Überraschend: Frankreichs Präsident Macron ernennt erneut zurückgetretenen Premier Lecornu

Der französische Präsident Emmanuel Macron hat den vor wenigen Tagen aus dem Amt geschiedenen Premierminister Sébastien Lecornu wieder ernannt. Damit wurden tagelange Spekulationen und intensive Verhandlungen beendet, die darauf abzielten, die blockierte politische Lage im Land zu überwinden.
Der 39-jährige Sébastien Lecornu erklärte: "Ich nehme – aus Pflichtgefühl – den Auftrag des Präsidenten der Republik an, alles zu tun, um Frankreich bis zum Jahresende einen Haushalt zu geben und die Probleme des täglichen Lebens unserer Mitbürger zu lösen."
Die Ankündigung am Freitagabend erfolgte nach abschließenden Beratungen mit Vertretern der mehrerer politischer Parteien Frankreichs. Nicht einbestellt hatte der Präsident Vertreter der linksgerichteten Partei LFI - worauf Jean-Luc Mélenchon wütend reagierte - und nicht eingeladen war auch die rechtsextreme Partei Rassemblement National (RN) von Marine Le Pen und Jordan Bardella.
Marine Le Pen reagierte auf die Berufung von Lecornu: Neuwahlen seien unausweichlich, meinte die Politikerin. Ihre Partei will versuchen, die neue Regierung durch ein Misstrauensvotum zu stürzen.
Die Grünen-Politikerin Marine Tondelier hatte sich nach dem Treffen mit Macron enttäuscht gezeigt. Sie beklagte, dass der Präsident es weiter ablehne, einen Politiker oder eine Politikerin aus dem bei der Parlamentswahl 2024 erfolgreichen linken Lager mit der Regierungsbildung zu beauftragen. Nach der erneuten Ernennung von Sébastien Lecornu schrieb Tondelier auf X "Incroyable" ("Unglaublich").
Macron will das Parlament nicht auflösen
Offenbar will Macron die Auflösung des Parlaments verhindern. Lecornu soll jetzt eine neue Regierungsmannschaft zusammenstellen.
Da er in der Nationalversammlung keine Mehrheit hat und sowohl von der Opposition als auch in den eigenen Reihen zunehmend kritisiert wird, hat Macron wenig politischen Spielraum.
Die Krise war Anfang der Woche eskaliert, als Sébastien Lecornu am Montag abrupt zurücktrat, nur wenige Stunden nachdem er sein neues Kabinett angekündigt hatte. Er war danach ins Kreuzfeuer der Kritik geraten.

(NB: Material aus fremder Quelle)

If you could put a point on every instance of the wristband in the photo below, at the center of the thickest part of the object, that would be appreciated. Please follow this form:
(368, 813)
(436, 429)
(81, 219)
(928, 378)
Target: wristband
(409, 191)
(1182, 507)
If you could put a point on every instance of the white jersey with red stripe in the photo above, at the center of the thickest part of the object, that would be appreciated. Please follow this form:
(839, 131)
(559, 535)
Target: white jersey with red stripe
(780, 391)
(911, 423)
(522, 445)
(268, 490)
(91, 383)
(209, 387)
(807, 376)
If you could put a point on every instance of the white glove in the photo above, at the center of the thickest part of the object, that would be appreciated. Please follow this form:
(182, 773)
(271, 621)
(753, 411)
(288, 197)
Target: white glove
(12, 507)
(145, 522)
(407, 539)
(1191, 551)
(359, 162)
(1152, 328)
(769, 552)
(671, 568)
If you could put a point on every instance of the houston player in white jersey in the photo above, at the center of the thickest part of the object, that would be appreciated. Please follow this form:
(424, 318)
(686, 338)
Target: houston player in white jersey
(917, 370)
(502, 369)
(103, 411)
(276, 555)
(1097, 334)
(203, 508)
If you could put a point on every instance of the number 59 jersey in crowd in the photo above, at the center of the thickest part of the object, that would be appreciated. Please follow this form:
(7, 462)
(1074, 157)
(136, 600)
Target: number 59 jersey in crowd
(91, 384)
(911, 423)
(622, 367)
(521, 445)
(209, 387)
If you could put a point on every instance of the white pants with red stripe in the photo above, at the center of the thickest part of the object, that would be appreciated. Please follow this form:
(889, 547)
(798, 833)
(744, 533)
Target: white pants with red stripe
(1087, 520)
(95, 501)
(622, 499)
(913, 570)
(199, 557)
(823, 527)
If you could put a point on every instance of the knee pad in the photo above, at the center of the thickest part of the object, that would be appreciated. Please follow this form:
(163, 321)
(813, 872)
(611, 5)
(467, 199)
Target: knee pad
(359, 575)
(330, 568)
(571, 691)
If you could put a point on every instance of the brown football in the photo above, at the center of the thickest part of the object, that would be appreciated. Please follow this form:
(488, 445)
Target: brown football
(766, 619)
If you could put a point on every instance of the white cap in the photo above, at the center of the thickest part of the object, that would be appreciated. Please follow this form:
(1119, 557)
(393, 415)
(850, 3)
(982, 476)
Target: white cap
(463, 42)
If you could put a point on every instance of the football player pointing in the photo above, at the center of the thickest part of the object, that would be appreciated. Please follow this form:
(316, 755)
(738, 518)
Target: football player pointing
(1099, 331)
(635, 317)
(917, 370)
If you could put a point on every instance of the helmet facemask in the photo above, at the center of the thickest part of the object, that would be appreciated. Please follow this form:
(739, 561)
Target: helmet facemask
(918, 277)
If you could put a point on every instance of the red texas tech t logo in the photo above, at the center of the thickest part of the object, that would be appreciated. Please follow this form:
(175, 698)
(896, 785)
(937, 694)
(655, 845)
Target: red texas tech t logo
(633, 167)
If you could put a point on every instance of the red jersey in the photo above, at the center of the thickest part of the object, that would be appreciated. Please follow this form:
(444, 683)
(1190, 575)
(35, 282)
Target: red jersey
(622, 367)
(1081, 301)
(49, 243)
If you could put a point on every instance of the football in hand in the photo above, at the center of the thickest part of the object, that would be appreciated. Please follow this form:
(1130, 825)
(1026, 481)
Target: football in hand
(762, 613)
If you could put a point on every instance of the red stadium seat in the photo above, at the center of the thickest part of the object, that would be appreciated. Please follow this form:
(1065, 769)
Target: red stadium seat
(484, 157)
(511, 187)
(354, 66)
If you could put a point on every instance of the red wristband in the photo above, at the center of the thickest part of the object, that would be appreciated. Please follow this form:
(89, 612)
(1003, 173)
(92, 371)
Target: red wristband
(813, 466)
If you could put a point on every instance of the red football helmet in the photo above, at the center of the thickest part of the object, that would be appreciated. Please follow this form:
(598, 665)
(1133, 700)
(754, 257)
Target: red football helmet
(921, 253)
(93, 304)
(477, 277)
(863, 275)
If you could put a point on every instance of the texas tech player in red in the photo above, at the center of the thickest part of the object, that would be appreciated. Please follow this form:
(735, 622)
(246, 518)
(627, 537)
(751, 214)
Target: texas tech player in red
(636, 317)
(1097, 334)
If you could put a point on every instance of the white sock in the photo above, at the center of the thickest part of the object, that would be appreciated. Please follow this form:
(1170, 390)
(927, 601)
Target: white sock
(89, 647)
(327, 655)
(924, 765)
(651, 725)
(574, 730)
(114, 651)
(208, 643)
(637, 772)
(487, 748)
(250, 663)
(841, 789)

Sein Rücktritt führte zu erneuten Forderungen der Opposition, Macron solle zurücktreten oder Neuwahlen ausrufen.
Auch Macrons erster Premierminister Edouard Philippe - der bei der Präsidentschaftswahl 2027 antreten will - hatte den Staatschef zuletzt kritisiert und zum Rücktritt aufgefordert.
Die politische Krise war durch Macrons Entscheidung vom Juni 2024 ausgelöst worden, nach der Europawahl das Parlament aufzulösen. Das linke Lager hat zwar eine Mehrheit in der Nationalversammlung, aber die stärkste Einzelpartei ist das rechtsextreme Rassemblement National. Umstrittene Themen sind die Rentenreform und die sogenannte Reichensteuer.
Sébastien Lecornu steht nun vor der gewaltigen Aufgabe, sich in dieser zerklüfteten Landschaft zurechtzufinden und den äußerst umstrittenen Haushalt für das kommende Jahr zu verabschieden.